Given the fiscal cliff, Medicare woes and slow economic times, having to work longer before we retire appears to be a given for many men. Some wonder if having to work longer to make ends meet will taint our golden years?
A new study finds that raising the retirement age to increase financial stability does not make men worse off psychologically in the long-run.
Dr. Elizabeth Mokyr Horner, from the University of California, Berkeley found that that individuals go through the same psychological stages as they adjust to retirement, with life satisfaction stabilizing after 70, irrespective of how old they are when they retire.
The study is published online in the Journal of Happiness Studies.
The inevitable raise of retirement age in America is not without precedent as several countries across the globe have enacted similar measures.
Horner investigated the relationship between retirement and happiness in individuals near retirement and afterwards by reviewing international data, especially from the UK and other EU countries as well as health and retirement studies for the U.S.
The data covered a total of 18,345 fully retired men aged between 50-70 years.
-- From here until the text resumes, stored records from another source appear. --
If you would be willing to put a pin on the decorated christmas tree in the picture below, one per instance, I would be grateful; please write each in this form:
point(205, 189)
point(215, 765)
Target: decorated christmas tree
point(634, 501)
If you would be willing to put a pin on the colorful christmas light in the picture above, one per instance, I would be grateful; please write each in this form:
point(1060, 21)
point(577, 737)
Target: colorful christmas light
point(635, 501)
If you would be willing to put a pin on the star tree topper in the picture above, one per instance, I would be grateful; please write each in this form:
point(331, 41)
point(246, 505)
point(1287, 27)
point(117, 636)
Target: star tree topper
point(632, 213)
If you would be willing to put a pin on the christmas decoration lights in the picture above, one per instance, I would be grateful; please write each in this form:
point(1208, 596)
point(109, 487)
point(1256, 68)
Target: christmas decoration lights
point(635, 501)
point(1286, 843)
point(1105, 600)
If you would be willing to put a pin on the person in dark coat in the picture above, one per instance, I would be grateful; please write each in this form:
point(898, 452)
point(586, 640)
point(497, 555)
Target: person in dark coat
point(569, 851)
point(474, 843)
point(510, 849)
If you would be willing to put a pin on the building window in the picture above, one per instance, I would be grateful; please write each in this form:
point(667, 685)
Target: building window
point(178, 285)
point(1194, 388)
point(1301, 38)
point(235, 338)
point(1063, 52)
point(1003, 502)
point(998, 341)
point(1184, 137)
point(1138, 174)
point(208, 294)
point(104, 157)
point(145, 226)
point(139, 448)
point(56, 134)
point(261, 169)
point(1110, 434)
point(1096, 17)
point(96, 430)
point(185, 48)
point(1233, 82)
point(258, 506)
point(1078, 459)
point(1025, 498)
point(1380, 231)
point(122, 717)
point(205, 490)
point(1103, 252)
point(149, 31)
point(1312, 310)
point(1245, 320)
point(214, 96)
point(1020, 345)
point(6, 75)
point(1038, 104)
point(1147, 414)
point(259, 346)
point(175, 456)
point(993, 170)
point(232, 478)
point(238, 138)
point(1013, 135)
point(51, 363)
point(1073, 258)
Horner studied men’s perception of life satisfaction at different time points after retirement.
In the time surrounding retirement, the men experienced a large improvement in well-being and life satisfaction.
A few years after retirement, however, levels of happiness fell rapidly. This happened irrespective of how old men were when they retired. In the long-run i.e. post 70 years, happiness levels stabilized for all.
Horner believe this shows that the timing of retirement is somewhat of a non-factor as the stages of life satisfaction were consistent subsequent to whatever age a man decided to retire.
“A later formal retirement simply delays the well-being benefits of retirement in men, and age of formal retirement is relatively neutral with regard to overall happiness.
“Given the growing fiscal pressures to adjust the age of retirement upwards, it can be inferred from my studies that well-being may be, on balance, affected only marginally – if at all – by such changes.”